I see this happen in the mountains of Montana. You’ve turned ecological succession into art – a lovely poem.
Thank you! I traveled through those mountains once on a winding trip across the country and back. It’s a beautiful part of the world–lush, rugged and eerie all at the same time in some places.
Wonderful and enticing imagery, I just loved this:”for just a few weeks the fire poppy flicks gold notes”
Thanks, I’m glad you liked that line. Imagine a form of life that waits for decades for just the right environmental conditions, and then blooms for just a few weeks. It still blows my mind.
I love the last two stanzas, how the poem moves from the description of the flowers to introspection about human nature. “Who knows what seed dormant inside us may burst
into quiet small beauty brought to birth by the worst” is lovely on its own, as well as with its extension into the next stanza: “that can happen who knows how long it will last
this beauty not normally us and not someone else.” I also love the last line, the idea of something being neither familiar nor foreign. What is it, if not self or other? The place between the two is an interesting space to explore for a number of reasons.
Yeah, that is what caught me about these flowers when I first read about them. Are we kind of like that? We tend to think of our behaviors as continuous or along some visible spectrum of moral or ethical responses to circumstance. But what if that’s not how it works? what if there are behaviors of ours that only bloom under otherwise destructive combination of circumstances and no other time? How do we look at identity then? We may be more like Mt. Diablo than we think. Of course, Dana just said all that much better than I did.

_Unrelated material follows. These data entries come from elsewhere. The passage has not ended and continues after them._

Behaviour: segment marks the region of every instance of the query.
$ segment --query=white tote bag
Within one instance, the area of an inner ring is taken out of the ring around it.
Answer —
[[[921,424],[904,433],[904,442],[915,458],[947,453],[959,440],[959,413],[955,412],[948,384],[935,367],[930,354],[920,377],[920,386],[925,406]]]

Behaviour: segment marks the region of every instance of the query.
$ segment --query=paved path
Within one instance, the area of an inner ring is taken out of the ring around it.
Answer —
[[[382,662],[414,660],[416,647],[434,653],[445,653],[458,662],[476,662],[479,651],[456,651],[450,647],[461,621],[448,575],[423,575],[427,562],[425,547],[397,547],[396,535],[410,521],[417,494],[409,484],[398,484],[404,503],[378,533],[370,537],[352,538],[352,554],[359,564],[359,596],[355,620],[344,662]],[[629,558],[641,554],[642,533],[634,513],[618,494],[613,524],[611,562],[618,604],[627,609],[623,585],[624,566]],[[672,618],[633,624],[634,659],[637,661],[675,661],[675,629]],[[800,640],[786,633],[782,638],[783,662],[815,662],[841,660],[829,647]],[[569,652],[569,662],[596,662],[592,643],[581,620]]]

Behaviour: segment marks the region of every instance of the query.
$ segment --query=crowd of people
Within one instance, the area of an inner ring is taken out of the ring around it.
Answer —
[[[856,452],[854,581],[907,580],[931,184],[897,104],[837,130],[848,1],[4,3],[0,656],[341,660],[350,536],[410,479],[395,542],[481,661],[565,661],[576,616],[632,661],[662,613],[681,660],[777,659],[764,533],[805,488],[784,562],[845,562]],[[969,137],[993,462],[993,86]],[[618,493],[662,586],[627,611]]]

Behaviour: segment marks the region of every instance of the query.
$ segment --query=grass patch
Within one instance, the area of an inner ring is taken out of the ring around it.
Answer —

A note on the origin of this poem–just yesterday I read an article from SFGate off one of the nature-oriented blogs I follow which described the excitement around the blooming of these fire followers across Mt Diablo, which was devastated last summer by wildfire.
I wrote to Dana, who is one of my favorite poets, and casually threw down a “hey, YOU should write a poem about this, huh” challenge. Dana responded within a couple of hours with a great poem, which (I believe) she has yet to post on her site but which I can say with confidence blows the doors off this poem, and is of course a very different take on the same natural phenomenon.
So now I guess I’m just casually challenging you to post that poem, eh Dana?
I can’t post it. It’s going to be part of my second collection, Crude, which I will only start serializing on my site once I am finished serializing No Sea, Here. I did post it on Facebook, which is where all my new work goes, but you have yet to sign up for an account.
I am always fascinated by the mind, what it’s capable and (seemingly) incapable of. I like the idea of an ever-shifting sense of identity or a move away from identity entirely. Of course, that’s one of the draws of Buddhism for me—though more and more, I see Buddhists, particularly Western Buddhists, as steeped in an exploration of and fixation on self. I suspect that’s where Buddhism would naturally gravitate under a Western influence, but it’s still disappointing to me.
Agreed. And yes, I plead guilty to still being unfacebooky.
But I do think everyone reading this should check out both your facebook page and your wordpress blog for some great verse.
Otherwise I will threaten to reblog one of your poetry posts.
Thank you for this beauty, definitely you.
Thanks Ann! And congrats on your post #500.